Als je technische natuurkunde of meer geavanceerde natuurkunde volgt, moet je bekend zijn met calculus. Dat stelt u in staat om de afleiding van vergelijkingen aan te pakken en oplossingen te vinden voor complexere problemen, zoals die met betrekking tot de elektromagnetische vergelijkingen van Maxwell.

Iedereen die een meer geavanceerde studie van natuurkunde nastreeft, zoals een minor of een major in het onderwerp, zal nog geavanceerdere wiskunde om hun leren te ondersteunen, zoals lineaire algebra en differentiaal vergelijkingen.

Wiskunde in de biologie

Vergeleken met natuurkunde wordt biologie vaak gezien als de minst rekenintensieve wetenschap; er zijn echter ook veel toepassingen van wiskunde op dit gebied.

Hoewel een basiscursus op de middelbare school of een niet-majornuniversiteitscursus misschien niet veel meer heeft dan af en toe een eenvoudige formule, is een goed begrip van enkele biologische concepten zoals bevolkingsgroei vereist vaardigheid met exponentiële functies, en wanneer je leert over wetenschappelijke studies en hoe je ze moet interpreteren, is een achtergrond in statistiek ook verplicht.

Iedereen die biologie studeert, zal waarschijnlijk tijdens zijn studie calculus en statistiek op universitair niveau moeten voltooien.
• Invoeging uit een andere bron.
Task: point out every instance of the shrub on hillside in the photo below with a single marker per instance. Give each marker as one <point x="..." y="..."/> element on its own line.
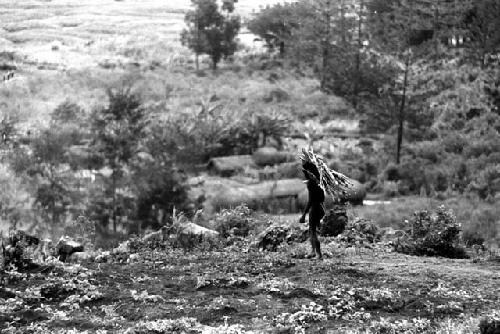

Biologie majors komen vaak terecht in de medische sector, waar begrip van percentages en verhoudingen, evenals functies en halfwaardetijden relevant zijn. In sommige gebieden van biologieonderzoek is zelfs meer wiskunde nodig, omdat er mensen zijn die gespecialiseerd zijn in wiskundige modellen die biologische systemen beschrijven.

Wiskunde in scheikunde

Scheikunde is meestal meer wiskunde-intensief dan biologie. Je zult een sterke basis in algebra willen als je een scheikundeles op hoger of hoger niveau nadert.

Ook belangrijk in scheikunde is de studie van statistiek, vooral als je van plan bent om scheikunde te gaan studeren of een carrière met scheikunde te hebben. Trigonometrie en calculus zullen ook relevant zijn, maar in mindere mate.

Net zoals wiskundige biologie een vakgebied is, zo is dat ook met wiskundige chemie, waarvoor kennis van geavanceerde calculus, differentiaalvergelijkingen en modelleringstechnieken vereist is.

Wiskunde in astronomie

Veel studenten worden naar een astronomieklas gelokt met de valse overtuiging dat er geen wiskunde bij komt kijken. Maar astronomie is echt een tak van de natuurkunde. Je kunt het zien als natuurkunde toegepast op de ruimte.

Hoewel een niet-majors inleidende astronomiecursus misschien niet veel wiskunde gebruikt, behalve beginnende algebra en een goed begrip van wetenschappelijke notatie, moet je in beide bedreven zijn om succesvol te zijn.

In meer geavanceerde astronomiecursussen kun je verwachten dat je dezelfde wiskunde gebruikt die wordt gebruikt in natuurkundecursussen, inclusief geavanceerde calculus en differentiaalvergelijkingen, naast andere onderwerpen.

Wiskunde in de geologie

Om geologie te studeren, wil je ook een sterke basis in basisalgebra voordat je begint. De geologie maakt ook gebruik van exponentiële en logaritmische functies, met name bij de bespreking van het bepalen van de leeftijd van exemplaren.

Degenen die geologie studeren die verder gaan dan het inleidende niveau, moeten ook calculus en statistiek volgen. Veel van de geologie is statistisch zwaar, maar er zijn ook velden die te maken hebben met andere geavanceerde wiskundige concepten zoals geometrie en topologie.

Wiskunde in de natuur

In de natuur komt wiskunde overal voor als je weet waar je moet zoeken, van populatiemodellering tot groeipatronen in planten.

Sommige wiskundigen besteden zelfs hun hele leven aan het bestuderen van de fractals en speciale wiskundige verhoudingen zoals de gulden snede en hoe ze in de natuur voorkomen.

Een groot deel van het bestuderen van de natuur is het begrijpen van ecologie en de relaties tussen roofdieren en prooien en andere levensvormen in een ecosysteem. Om deze dingen in detail te bestuderen, zijn wiskundige modellen nodig die vaak exponentiële functies en zelfs differentiaalvergelijkingen bevatten.

Dus hoewel een basiscursus natuur heel weinig wiskunde kan noemen, kan een dieper begrip van natuurlijke processen wiskunde vereisen door middel van calculus, statistiek en nog veel meer.